Limitations & Future Work

  1. Constrained Reasoning Capacity: Decisions are currently output directly by the LLM, lacking deep reasoning techniques like Chain-of-Thought.
  2. Limited Benchmark Diversity: Consists of only 30 events; although covering 10 domains and multiple countries, the scale remains relatively small.
  3. Absence of Explicit Network Structure: Groups form implicit structures through domain and geographical boundaries, but there is no genuine social network topology.
  4. Inflexible Group Generation: Relies on fixed hierarchical structures; future explorations can delve into dynamic level adaptation.
  5. Privacy and Ethics: Even though anonymized, social network simulation inherently poses risks of being used for public opinion manipulation.
  • Generative Agents (Park et al., 2023): Pioneering work in simulating individual behavior, but unable to scale to large populations.
  • S3 (Gao et al., 2023): Builds virtual social networks using LLMs with 1,000 fixed agents.
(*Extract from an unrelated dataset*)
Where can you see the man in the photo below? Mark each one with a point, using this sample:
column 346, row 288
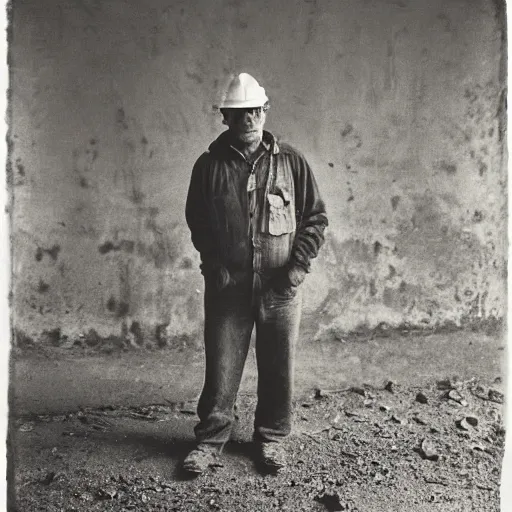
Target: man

  • PSP (Kong et al., 2018): Identifies epoch patterns of social media popularity, utilizing pattern matching for prediction.
  • Schelling Model (1971): The first agent-based virtual social simulation.
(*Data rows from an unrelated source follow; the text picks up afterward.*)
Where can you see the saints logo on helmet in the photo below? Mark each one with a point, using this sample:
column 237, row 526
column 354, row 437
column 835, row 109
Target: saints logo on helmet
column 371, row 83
  • GA-S3's core variance: Employing groups rather than individuals as the fundamental simulation unit, supporting adaptive generation and fine-grained factors.

Rating

  • Novelty: ⭐⭐⭐⭐ The concept of group agents is a valuable innovation in social simulation, and the combination of hierarchical generation and Markov reasoning is elegantly designed.
  • Experimental Thoroughness: ⭐⭐⭐⭐ Comprehensively ablated (covering level, memory, state, and fine-grained factors), evaluated across multiple events and dimensions, with Z-scores validating reproducibility.
  • Writing Quality: ⭐⭐⭐ The overall framework is described clearly, but there are numerous formulas and some symbols are insufficiently explained in the text.
  • Value: ⭐⭐⭐⭐ Provides a feasible path for large-scale social network simulation, with open-source code and benchmark datasets benefiting subsequent research.